My grandfather, a man of few words, looked up from the bags of corn he was husking as he sat on the porch swing, and muttered, “Corn, corn, corn.”
It does start to get a little old. After the excitement of the first ears of summer and the exclamations about the sweetness of this batch compared to that batch, the abundance of late summer corn can be overwhelming, especially on a farm.
One of the ways my family varied the corn diet was to make succotash. I’ve never really understood succotash. Why ruin a perfectly good bowl of corn by adding beans to it? But my mother and her family loved succotash, and my grandmother made it frequently. Her succotash was very plain – lima beans, corn, salt, pepper, and butter. The secret, my mother told me, was to scrape the “milk” from the cob after cutting off the kernels.
Saturday, August 6, 1921 – “Nice day. Men working at hay at Peterland. Corn is coming & potatoes are looking nice on the hill lot. Busy times for everyone now, gathering in the products of the farms. Lilla our good neighbor sent us some sweet corn of which Agnes made us some nice succotash. Ellsworth’s corn is nearly ready to pick for eating.” – Lydia Jane Hall
Tuesday, August 16, 1921 – “Agnes and Lydia went over to Durham, took over some succotash and a nice apple pie, some potatoes & corn – two loaves of bread & a cake for which they were very thankful.” – Lydia Jane Hall
Everyone has theories about corn – how long to cook it (my brother says to boil it until the steam smells like corn, my husband claims 12 minutes to be ideal) – how to store it – how to butter it – and how to eat it (I employ the typewriter carriage method starting at one end and eating three rows at time, then pushing the carriage back to the beginning and starting over – my husband eats it round and round like the gears of a clock) – and how to make it last through the winter.
My parents had strong opinions about the handling of fresh sweet corn.

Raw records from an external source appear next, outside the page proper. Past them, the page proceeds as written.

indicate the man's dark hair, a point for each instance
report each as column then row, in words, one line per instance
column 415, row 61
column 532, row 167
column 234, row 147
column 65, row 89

Dinner conversation in summer was punctuated by pronouncements about the freshness, sweetness, and toughness/tenderness of the corn. My dad subscribed to the theory that husking should be done immediately. He claimed that sweetness seeped from the corn into the husks if you left them on too long. One summer, when I was visiting my parents, my cousin Sue and I went to Lyman Orchards where she bought a bagful of corn to take home to grill (in the husks) for dinner. After storing it in our refrigerator to stay cool until she drove home, Sue and I sat outside with my mother drinking tea and having an afternoon chat. Meanwhile, my father, horrified to find un-husked corn in the fridge, pulled it out and stripped it naked thinking he was doing my cousin an enormous favor.
My mother spent September days carefully blanching, cutting, scraping, and freezing corn. She was very particular about the process, and I have to admit that I’ve never tasted frozen corn as good as hers. In the winter she rationed these bags of gold – one per week – and heated the contents over a double boiler. She put a chunk of butter on top, and stirred the kernels gently as they thawed. To eat that corn at a Sunday dinner in December was to taste summer all over again. Only better.
Our grandson, who is sweeter than all the sweet corn in the world, came to spend the afternoon with us after a recent Sunday visit to the local farmers’ market. We husked the corn we had bought, and it was so lovely that I wanted to preserve it on paper. Henry helped me choose the colors, and I showed him how to squeeze just the right amount of paint onto the palette and how to wet the brush before picking up the color. We painted the kernels together, and he painted the “green parts” a very bright green. When I asked him to sign his name he insisted that we needed to add more facts. And so we did. Opinions about corn and about art start early, and I’m happy to encourage them.